Vacations, Sick Leave and Other Time Off
One of the joys of being self-employed is total control of your own schedule. That’s also one of the dangers. It can be far too easy to decide to work some other time (that never seems to actually come). Or, if you’re the guilt-ridden sort, you may not be able to enjoy leisure time or allow yourself to be sick because you can’t get rid of the feeling that you probably should be working. That’s where having a defined sick leave and vacation policy can help. If you define what your work day is, give yourself a reasonable number of sick days and vacation days, then make a point of keeping track of whether or not you’ve worked enough for a day to count as a work day, you can hold yourself accountable to work while allowing yourself to enjoy time off guilt-free.
Each person’s time-off allocation will be different.

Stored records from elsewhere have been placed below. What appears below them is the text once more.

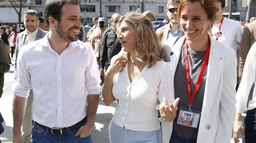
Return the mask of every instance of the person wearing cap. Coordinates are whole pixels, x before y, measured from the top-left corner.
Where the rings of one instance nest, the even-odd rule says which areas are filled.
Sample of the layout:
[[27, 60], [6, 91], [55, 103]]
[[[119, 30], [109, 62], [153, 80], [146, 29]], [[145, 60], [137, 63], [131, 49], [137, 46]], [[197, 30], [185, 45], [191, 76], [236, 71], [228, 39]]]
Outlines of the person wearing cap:
[[[100, 45], [103, 33], [105, 30], [108, 29], [108, 28], [105, 26], [106, 20], [104, 17], [99, 18], [98, 21], [99, 22], [99, 28], [96, 28], [93, 31], [93, 39], [91, 45], [94, 50], [99, 71], [100, 65]], [[104, 76], [103, 75], [100, 75], [100, 80], [101, 81], [100, 84], [101, 85], [104, 83]]]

Someone who writes in the spare time around another job may have to come up with one kind of policy for the allowed reasons not to write in a given evening, while a full-time self-employed author may have an entirely different policy.

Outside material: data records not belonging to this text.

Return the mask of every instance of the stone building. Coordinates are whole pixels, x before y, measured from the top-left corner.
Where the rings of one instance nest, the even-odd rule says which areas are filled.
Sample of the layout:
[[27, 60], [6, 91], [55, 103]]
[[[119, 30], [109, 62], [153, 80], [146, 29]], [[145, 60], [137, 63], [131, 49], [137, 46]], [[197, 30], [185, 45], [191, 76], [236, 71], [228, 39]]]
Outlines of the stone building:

When you have an office job, there are a number of other reasons why you might not be working during business hours. You may have off-site training, office parties or staff retreats. As an employer, you can give yourself the same benefits. Going to RWA chapter meetings, conferences and workshops could be considered off-site training. So might going to see a movie that fits into your genre or that’s based on a book in your genre (or that stars the actor you’ve cast as your hero -- you can be flexible with this, since you’re the one making the rules!). Give yourself the occasional break during work time, deadlines permitting, for the equivalent of an office party. Go out to lunch, take some time to read a good book, visit a museum or do something else that recharges you and inspires you. A good manager needs that employees need down time every so often to remain effective.
A “staff retreat” is a great way to launch yourself into a new project. Set aside some time to immerse yourself in the world of your next book. Watch movies set in the appropriate time or place. Flip through research books and let yourself daydream. Listen to music that sets the right mood -- all with fun food and drink, of course. At the end of a project, when you’ve typed “The End” and you’re exhausted from the marathon, it’s another good time to have a retreat, this time just to relax and unwind so you can be ready to take on the next project.
By acting like your own boss, as well as your own employee, you can set yourself on the right track toward reaching your writing goals, but you don’t have to give up the freedom and flexibility of working for yourself. Just be a fun boss who still expects you to get the job done.